SEOUL, South Korea — When she began working at a Samsung Electronics factory as a semiconductor assembly line worker at the age of 18, Kim Mi-seon says she was given a clean bill of health by company doctors. By the time Kim left three years later, she had been diagnosed with multiple sclerosis, which scientists believe is triggered by environmental factors. Now, the nervous system disease has left Kim nearly blind.
Even over a decade after being diagnosed with MS, 35-year-old Kim can only shake her head and say, “I didn’t think I would one day be unable to recognize my own mother.”
Kim suspects that her illness — which occurs at a rate of about four in 100,000 in South Korea — was caused by the toxic substances she was exposed to on the job. She is joined by over 200 other former Samsung Electronics workers who have reported that they suffer from illnesses they believe were caused by their workplace.
On Sept. 19, Samsung announced that it would begin accepting applications for compensation for the first time since the issue came to light in 2007, when 22-year-old Samsung Electronics factory worker Hwang Yu-mi died from acute myeloid leukemia.

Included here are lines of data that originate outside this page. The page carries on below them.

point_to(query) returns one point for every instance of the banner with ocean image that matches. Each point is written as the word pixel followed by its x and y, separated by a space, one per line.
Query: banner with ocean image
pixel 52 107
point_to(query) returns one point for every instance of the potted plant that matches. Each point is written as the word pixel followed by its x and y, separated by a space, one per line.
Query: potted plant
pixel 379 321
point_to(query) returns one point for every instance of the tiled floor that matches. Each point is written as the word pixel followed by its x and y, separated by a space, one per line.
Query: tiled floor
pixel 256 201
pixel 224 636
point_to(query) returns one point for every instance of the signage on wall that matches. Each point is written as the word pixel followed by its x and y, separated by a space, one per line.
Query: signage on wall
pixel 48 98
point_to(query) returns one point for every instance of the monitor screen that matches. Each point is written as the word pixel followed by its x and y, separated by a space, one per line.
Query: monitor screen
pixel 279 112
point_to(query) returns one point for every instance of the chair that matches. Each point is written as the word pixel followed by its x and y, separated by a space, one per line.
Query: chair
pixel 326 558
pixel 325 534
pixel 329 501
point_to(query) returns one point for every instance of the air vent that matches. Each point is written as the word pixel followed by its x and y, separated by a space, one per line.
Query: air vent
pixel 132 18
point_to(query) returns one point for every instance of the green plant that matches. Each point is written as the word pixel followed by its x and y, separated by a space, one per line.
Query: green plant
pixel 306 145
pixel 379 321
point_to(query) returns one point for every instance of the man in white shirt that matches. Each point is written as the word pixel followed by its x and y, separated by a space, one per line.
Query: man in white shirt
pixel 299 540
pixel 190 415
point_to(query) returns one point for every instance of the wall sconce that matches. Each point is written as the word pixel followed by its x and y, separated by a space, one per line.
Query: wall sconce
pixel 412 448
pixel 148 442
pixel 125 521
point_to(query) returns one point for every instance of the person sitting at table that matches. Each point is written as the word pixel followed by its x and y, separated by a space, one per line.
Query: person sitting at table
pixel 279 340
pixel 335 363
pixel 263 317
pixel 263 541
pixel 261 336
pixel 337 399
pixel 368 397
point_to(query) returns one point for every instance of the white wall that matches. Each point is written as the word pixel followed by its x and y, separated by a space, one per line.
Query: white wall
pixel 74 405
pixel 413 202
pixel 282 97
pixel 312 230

But for many victims, the move is not a victory. “I don't agree with it at all,” said Kim, who is boycotting Samsung's plan. “They're just plowing through with no regard for the arbitration process that they themselves agreed to.”
Though victims and their families have been fighting for reparations for Samsung for nearly 10 years, the company has denied any formal responsibility. Since 2007, 71 Samsung factory employees have died, according to South Korean advocacy group SHARPS (Supporters of the Health And Rights of People in the Semiconductor industry), and some, like Kim, are seriously disabled.